Die treibende Kraft des Kapitals ist das Differential zwischen Profit und Mehrwert, exakt die systemisch-prozessuale Asymmetrie. Massumis Konzept des Mehrwerts lässt sich nach eigenen Aussagen nicht auf die Marx`sche relative oder absolute Mehrwertproduktion reduzieren. Die prozessuale Mehrwertproduktion, die Massumi an dieser Stelle im Auge hat, ist rein qualitativ und betrifft die Intensität von lebenden Potenzialen. Dieser Mehrwert und das kapitalistische System stehen zwar in einer Beziehung zueinander, aber die beiden Terme können nicht gleichgesetzt werden. Der kapitalistische Mehrwert inkludiert die systemische Vereinnahmung des Mehrwerts des Lebens.

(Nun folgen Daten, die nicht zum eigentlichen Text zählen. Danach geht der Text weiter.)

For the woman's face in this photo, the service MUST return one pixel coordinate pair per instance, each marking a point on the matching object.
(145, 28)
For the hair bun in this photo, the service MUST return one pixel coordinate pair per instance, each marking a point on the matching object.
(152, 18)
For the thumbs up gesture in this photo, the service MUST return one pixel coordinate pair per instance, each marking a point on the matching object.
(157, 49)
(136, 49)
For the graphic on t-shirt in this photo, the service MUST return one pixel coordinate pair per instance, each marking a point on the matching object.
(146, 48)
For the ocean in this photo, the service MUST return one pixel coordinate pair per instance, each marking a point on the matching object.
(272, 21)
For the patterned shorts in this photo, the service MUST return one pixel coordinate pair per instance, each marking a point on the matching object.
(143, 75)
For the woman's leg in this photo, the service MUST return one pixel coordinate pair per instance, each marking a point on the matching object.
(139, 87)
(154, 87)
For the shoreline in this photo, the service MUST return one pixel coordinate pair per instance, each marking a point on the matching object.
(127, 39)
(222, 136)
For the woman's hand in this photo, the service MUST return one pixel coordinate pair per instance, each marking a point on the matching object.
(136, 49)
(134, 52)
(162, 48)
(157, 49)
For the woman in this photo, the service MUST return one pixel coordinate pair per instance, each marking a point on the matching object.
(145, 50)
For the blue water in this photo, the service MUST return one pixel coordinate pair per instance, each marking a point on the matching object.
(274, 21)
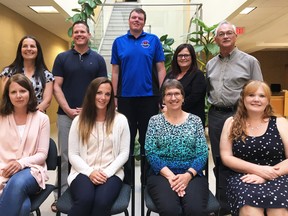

Die auf die Zukunft bezogene Definition des Kapitals in den Termen des Mehrwerts zeigt, dass das Kapital fundamental spekulativ ist und dies heißt auch, dass es eine Machtbeziehung ist. Die Spekulation ist keine Perversion, sondern die Essenz der kapitalistischen Ökonomie. Sie ist ihre Machtfunktion. Als solche vereinnahmt sie auch die Zukunft der Vitalität, ja das Leben und sein Werden; letzteres bezeichnet Massumi als Ontomacht. Die Aktivitäten des Lebens werden kontrolliert und ökonomisiert zugleich, Die Machtformationen sind Apparate der Vereinnahmung. Dabei ist selbst das Geld nicht einfach nur eine soziale Relation, sondern der Operator einer Machtbeziehung.

Die Tatsache, dass der Motor des Kapitals ein Exzess ist, bedeutet, dass der Preis keine Knappheiten reflektiert. Die Finanzmärkte sind Nicht-Orte, an denen das Geld am intensivsten im Sinne des Mehrwerts als Kapital funktioniert. An diesen Märkten ist der Exzess in einer Art operativ, die nicht die Knappheit, sondern den Überfluss voraussetzt,  i.e. die Kapazität endlos das Kapital durch abstrakte finanzielle Instrumente bzw. Derivate zu multiplizieren und proliferieren. Der Drive des Mehrwerts wird direkt durch die Maschinisierungen an den finanziellen Märkten ausgedrückt, Massumi schreibt: “Profits are swept in the tide of perpetual speculative motion: data points on the cyclic beach of wealth, no sooner deposited than swept away to rejoin the flow.”